- Developer: Donut Games
- Publisher: Donut Games
- Platforms: iOS, Android
- Release: July 23, 2014
- Genre: Platform

= Traps n' Gemstones =

2014 video game

Traps n’ Gemstones is a mobile game developed by Swedish indie studio Donut Games and published on July 23, 2014. It is available on iOS and Android.

==Reception==
The game has a rating of 93% on Metacritic based on 6 critic reviews.
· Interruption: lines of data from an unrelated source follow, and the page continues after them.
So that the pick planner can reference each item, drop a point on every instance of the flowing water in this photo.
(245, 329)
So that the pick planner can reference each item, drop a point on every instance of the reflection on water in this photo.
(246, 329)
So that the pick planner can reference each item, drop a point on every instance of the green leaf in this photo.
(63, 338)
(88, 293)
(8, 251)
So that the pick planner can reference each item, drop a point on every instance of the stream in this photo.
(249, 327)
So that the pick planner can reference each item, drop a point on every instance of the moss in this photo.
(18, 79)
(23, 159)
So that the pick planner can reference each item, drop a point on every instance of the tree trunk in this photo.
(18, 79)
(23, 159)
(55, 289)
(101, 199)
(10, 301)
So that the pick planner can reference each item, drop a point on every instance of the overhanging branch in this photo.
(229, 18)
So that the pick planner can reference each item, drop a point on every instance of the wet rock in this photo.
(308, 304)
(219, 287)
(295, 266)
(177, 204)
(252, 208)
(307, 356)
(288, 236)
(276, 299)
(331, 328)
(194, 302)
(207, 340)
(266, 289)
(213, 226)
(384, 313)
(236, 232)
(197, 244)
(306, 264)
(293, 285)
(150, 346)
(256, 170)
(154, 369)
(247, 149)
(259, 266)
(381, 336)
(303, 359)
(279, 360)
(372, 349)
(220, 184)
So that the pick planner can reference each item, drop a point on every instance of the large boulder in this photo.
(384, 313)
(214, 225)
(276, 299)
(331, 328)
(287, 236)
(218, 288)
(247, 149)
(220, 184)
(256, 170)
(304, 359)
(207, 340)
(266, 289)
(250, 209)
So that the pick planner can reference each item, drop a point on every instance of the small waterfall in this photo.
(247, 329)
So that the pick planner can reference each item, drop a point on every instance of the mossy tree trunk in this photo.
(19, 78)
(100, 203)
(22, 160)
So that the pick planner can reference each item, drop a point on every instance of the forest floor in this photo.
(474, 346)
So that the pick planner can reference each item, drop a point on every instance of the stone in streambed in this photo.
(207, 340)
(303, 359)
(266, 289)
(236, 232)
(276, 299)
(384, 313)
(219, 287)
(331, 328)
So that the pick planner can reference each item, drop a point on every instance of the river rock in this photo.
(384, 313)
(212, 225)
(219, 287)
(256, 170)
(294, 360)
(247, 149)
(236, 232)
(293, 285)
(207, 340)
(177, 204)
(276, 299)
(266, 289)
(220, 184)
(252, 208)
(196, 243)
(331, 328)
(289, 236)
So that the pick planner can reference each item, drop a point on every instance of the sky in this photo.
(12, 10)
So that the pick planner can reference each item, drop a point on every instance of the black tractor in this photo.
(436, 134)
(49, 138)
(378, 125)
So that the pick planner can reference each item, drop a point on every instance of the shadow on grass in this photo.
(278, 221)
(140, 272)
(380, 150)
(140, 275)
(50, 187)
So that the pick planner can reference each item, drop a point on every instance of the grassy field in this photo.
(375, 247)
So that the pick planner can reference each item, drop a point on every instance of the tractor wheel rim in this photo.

Grab It Magazine said "Known for its short and sweet bite-sized gems, Donut Games has reinvented itself. This perfect blend of Metroidvania exploration and Indiana Jones like action makes for the ultimate long black: perhaps we’ve seen the last of Donut’s expressos." TouchArcade wrote "Traps n' Gemstones could probably benefit from a little more flash and razzle-dazzle, and a few bosses wouldn't hurt, but I'm not going to gripe too much when what's here is as good as it is. " Gamezebo wrote "Traps n' Gemstones could probably benefit from a little more flash and razzle-dazzle, and a few bosses wouldn't hurt, but I'm not going to gripe too much when what's here is as good as it is. " Gamezebo said "An ambitious yet inviting freeform platform-adventure that strikes the perfect balance between depth and accessibility. " Multiplayer.it said "Traps n Gemstones is a fun and compelling metroidvania kind of game, suited for both newcomers and veterans of the genre." 148apps wrote "Fight mummies, dig tunnels, and ride a runaway minecart to discover ancient secrets in this throwback exploration game."